Terahertz Transmission Limiters Using Randomly Oriented Carbon Nanotubes Network Near Percolation Threshold

Abstract

We demonstrated a dramatic reduction in the sub-terahertz (sub-THz) transmittance and enhancement in the conductance of the carbon nanotube (CNT) mats at high radiation intensities near the percolation threshold, i.e. at the CNT concentrations where the mat conductivity as a function of the CNT concentration sharply increases. The CNT mat conductivity near the percolation point is determined by the electron (or hole for p-type CNTs) tunneling between the adjacent nanotubes. The symmetry of CNT contacts is broken by the differences in the positions and the sizes and types of the contacting CNTs enabling the rectification of the THz or sub-THz radiation impinging on the CNT mats. As the consequence of such rectification, the tunneling barrier shape changes to a more triangular share enhance the CNT mat AC conductivity and decrease transmission. One application of this effect is films preventing damage to sensitive THz and sub-THz detectors (such as Schottky diodes or TeraFETs) by limiting the maximum power impinging on the detectors.

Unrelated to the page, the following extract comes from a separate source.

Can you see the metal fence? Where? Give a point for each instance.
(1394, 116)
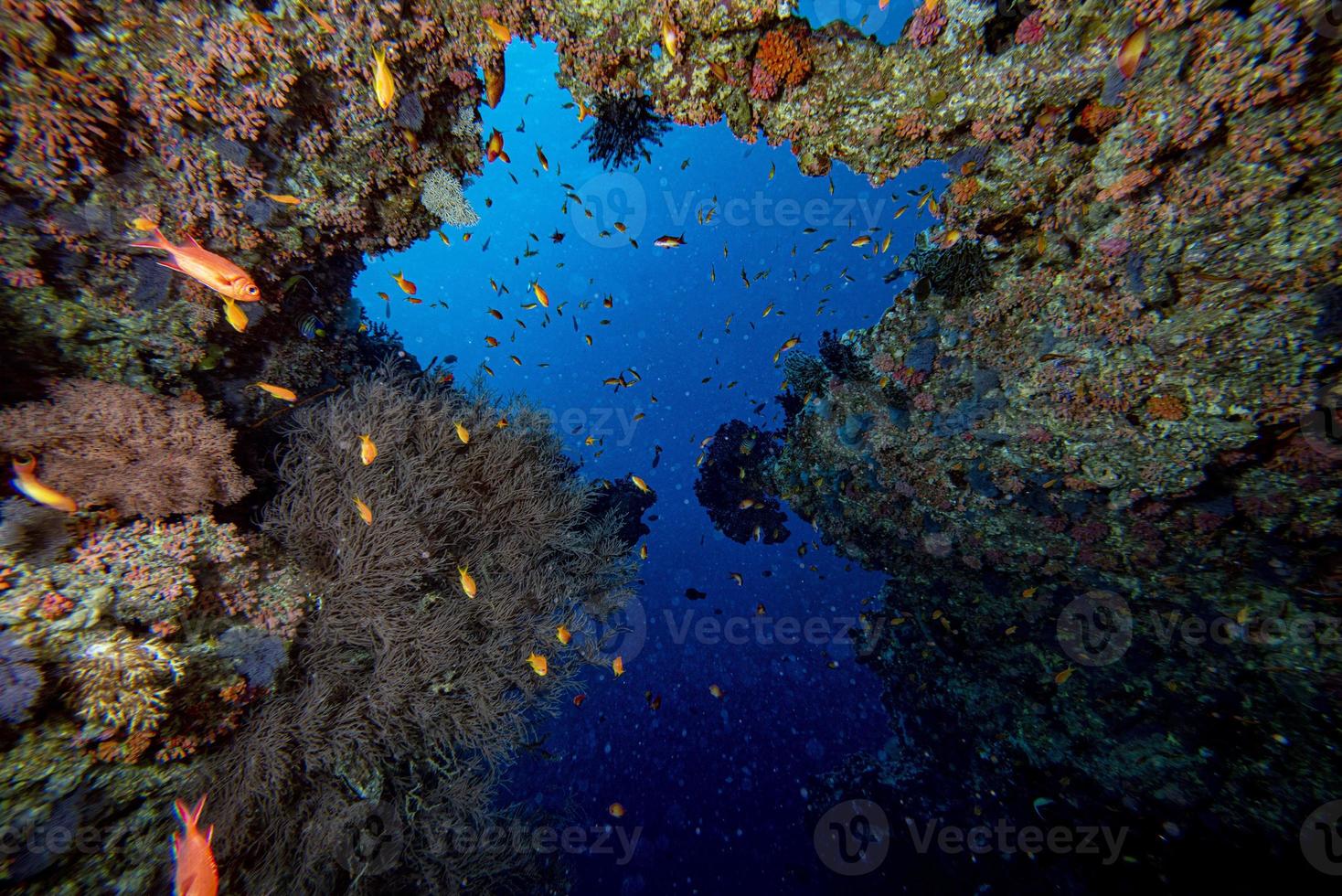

Since the shape of the tunneling barriers is strongly affected by ambience and/or substrate monitoring limiting CNT transmission near the percolation point transmission as function of intensity, temperature, and frequency could be used for humidity, temperature, gas exposure, strain, and multiple sensors of external stimuli. The nanoscale of CNT contacts and gaps enables high speed THz responses.